A bend notorious for such last lap showdowns [see below], Rea admits he was always priming for a pass into the corner and felt Lowes had run wide to allow a gap for him to strike. However, the pair instead clashed, with Lowes coming down and sliding into the gravel into an effective retirement (he’d remount to finish but in 16th).

A contrite Rea was emotional in the immediate aftermath of the accident, telling Eurosport ‘my race was horrible, but I am so, so, so, so sorry that he went down, it was really not my intention. It’s the last corner, Jerez… I didn’t mean to make contact.’

Originally classified as retaining third on the declared timesheets, Rea would however go on to be punished several hours later instead by being dropped to fourth behind Marco Melandri.
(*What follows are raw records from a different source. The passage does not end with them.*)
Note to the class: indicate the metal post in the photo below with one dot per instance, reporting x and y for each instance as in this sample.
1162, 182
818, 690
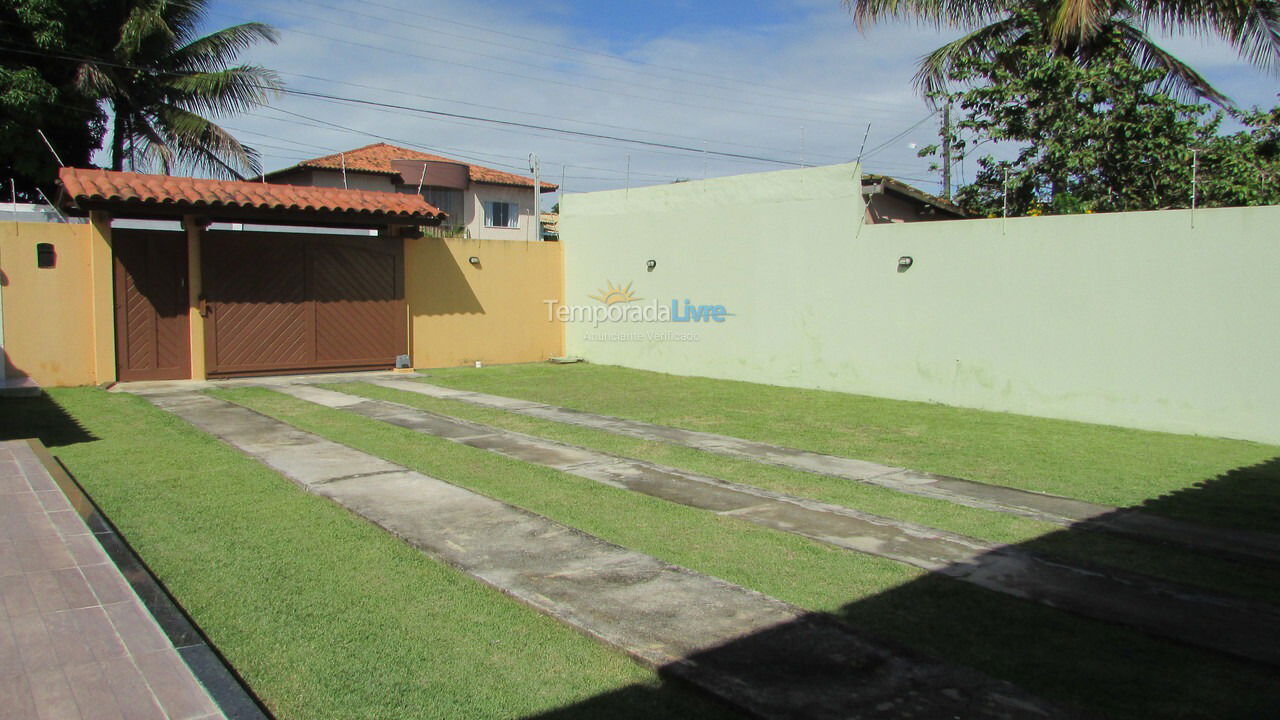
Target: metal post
946, 151
1194, 180
534, 167
50, 145
1004, 222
He also loses his pole position for the Superpole Race and will be forced to start from the back of the grid.

Though he doesn’t reference the penalty directly, Rea maintains a view that the incident was merely an unfortunate racing incident.

“On the last lap I tried to be as close as possible to do something in the last corner,” he explained. “I saw him [Alex] going wide on the racing line so I decided to do a cutback and go to the inside.

“Unfortunately, at that point he was fully committed to the corner, I did not got through far enough, we had contact and he went down. I am really sorry for ending his race, but it was a real racing accident; last lap, last corner battle.”

Having lost ground to winner Alvaro Bautista in the title race as a consequence of the penalty, Rea will get only 10 laps to make a difference in the Superpole Race, which also decides grid positions for race three.